You may have previously heard the term “”bitcoin”” (BTC), but do you know what it is?
Wikipedia defines bitcoin as a form of money that uses cryptography (techniques for secure communication in the presence of third parties) to control its’ creation and management – rather than relying on central authorities. In plain words, it’s digital currency that has no government-based backing; a code that is traded between two parties.
It was introduced in 2009 by a person or a group of people under the pseudonym of Satoshi Nakamoto – with initial users being mainly cryptography fans that were sending bitcoins to each other for low or no value. Satoshi’s identity still remains a mystery.
The first transaction was performed in February 2010, when a user bought 2 pizzas for 10,000BTC. Another user tried to action 10,000BTC for $50 – but no buyer was found!
In June 2010, the price grew 1000%, rising from $0.008 to $0.08. In February 2011, the value has gone up to $1 per bitcoin. After mainstream coverage and several market surges and crashes over the following couple of years, it broke the $1000 threshold on 27 November 2013 due to receiving recognition from a series of major businesses and authorities across the world.
So how does it work? When one user sends bitcoins to another user, the transaction needs to be validated by others in the network and added to the public ledger of transactions, using a series of calculations performed by people who use their computers connected to the network to carry out these calculations.
Once a user – “”the miner”” – successfully performs such calculations to verify bitcoin transactions between users, they get rewarded with new bitcoins. This will continue until 21 million bitcoins have been mined.

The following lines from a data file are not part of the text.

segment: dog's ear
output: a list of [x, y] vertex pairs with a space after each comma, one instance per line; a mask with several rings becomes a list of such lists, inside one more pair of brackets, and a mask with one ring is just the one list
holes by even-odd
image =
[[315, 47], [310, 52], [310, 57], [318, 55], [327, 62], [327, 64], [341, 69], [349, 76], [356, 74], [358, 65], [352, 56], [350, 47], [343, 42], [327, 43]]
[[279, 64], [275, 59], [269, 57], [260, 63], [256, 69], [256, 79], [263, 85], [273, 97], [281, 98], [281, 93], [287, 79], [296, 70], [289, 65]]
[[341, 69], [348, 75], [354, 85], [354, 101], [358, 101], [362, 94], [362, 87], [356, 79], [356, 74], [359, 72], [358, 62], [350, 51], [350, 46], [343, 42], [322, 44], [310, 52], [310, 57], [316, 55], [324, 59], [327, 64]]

At this stage, the future of bitcoin is not very clear due to its’ price volatility, although some mainstream services like OkCupid, Baidu and Reddit are now accepting bitcoin as a form of payment. Sir Richard Branson has also recently announced that his space tourism company Virgin Galactic will soon be accepting bitcoin. Does bitcoin have the potential to eventually replace cash? Will people be able to apply for bitcoin payday loans? We will have to wait and see what happens!